There was a painting I saw at a garage
sale a long time ago that I can't get out of my mind. The guy in the
folding lawn chair wearing the Hawaii shirt and holding the Colt 45
beer can wanted two hundred dollars for it, which seemed like a good
deal since it was signed by the artist, or at least it was signed by
somebody, and besides, it came with a frame made out of real wood.
But, I didn't buy it because it wasn't painted by anybody famous and
if I remember correctly, it wasn't really very good. And I didn't
have any money. Anyway, the painting looked sort of cartoonish, but
even so, that image on that painting stuck with me for years and
years.
The painting was of a fifty-ish year
old guy working in a forge or maybe he was working in a blacksmith
shop, and now that I think about it, I can't tell you the
difference between the two.

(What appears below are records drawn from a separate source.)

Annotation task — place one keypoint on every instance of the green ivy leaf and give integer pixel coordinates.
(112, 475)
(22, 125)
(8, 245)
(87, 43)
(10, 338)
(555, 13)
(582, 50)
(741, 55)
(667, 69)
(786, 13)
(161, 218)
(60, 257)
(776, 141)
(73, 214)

A forge and a blacksmith shop look the same in movies and paintings. The
edges of the shop were cast in such poor light it was hard to see
anything more than dark gray shadows, but the middle of the shop was
brightly lit by an orange-red forge fire. In the man's meaty right
paw was a big hammer raised high and ready to strike, and in his left
was a big pair of long-handled pliers holding a hot piece of metal
that was pressed against an anvil. I don't know what he was suppose
to be making out of that white-hot hunk of metal, but it seemed to be giving
him trouble because he was sweating and had an ugly grimace on his
face. Sparks and red hot smoke wafted up from the forge and cast a
hell-fire glow on the anvil and on the man's face and arms.
I didn't think about it at the time,
but now I wonder if the hair on the guy's arms was burned off by the
heat from the forge. I do that sometimes. Yesterday for instance, I
was trying to solder a piece of copper pipe so I fired up my propane
torch to heat the pipe and melt the solder. I was holding the pipe
in my left hand and the torch in my right and, for some reason I
didn't consider how far that torch can throw a flame before I did my Bob Vila impression with the torch. I was sweating, just like the guy in the painting, and I had an evil grimace on my face, just like the guy in the paining. Unlike the guy in the painting, my left forearm wandered in between the pipe and the torch
and I burned all the hair off my arm with that %$#@ing torch. Twice.
That was yesterday. Today, I am
comparing my left arm with my right and trying to decide which is
best. The left one still smells funny and is nearly hair free from
wrist to armpit. The right one is hairy but it isn't heat blistered.
I ran 6 miles today, it felt great.
Best run in a year. Great run. Super run. To be fair, it wasn't a
fast run. A guy with a limp wearing a “I just turned 70” t-shirt
passed me, which I thought was pretty rude, since it's obvious to anybody with half a brain that my left arm was
recently injured in an industrial forge and/or propane torch accident. I tried
to pace the guy, but he dropped me after a hundred yards or so.
Those septuagenarian runners are so arrogant.
IM Whistler 29 weeks, 5 days, 12 hours,
50 minutes, 55 seconds to go. Plus or minus.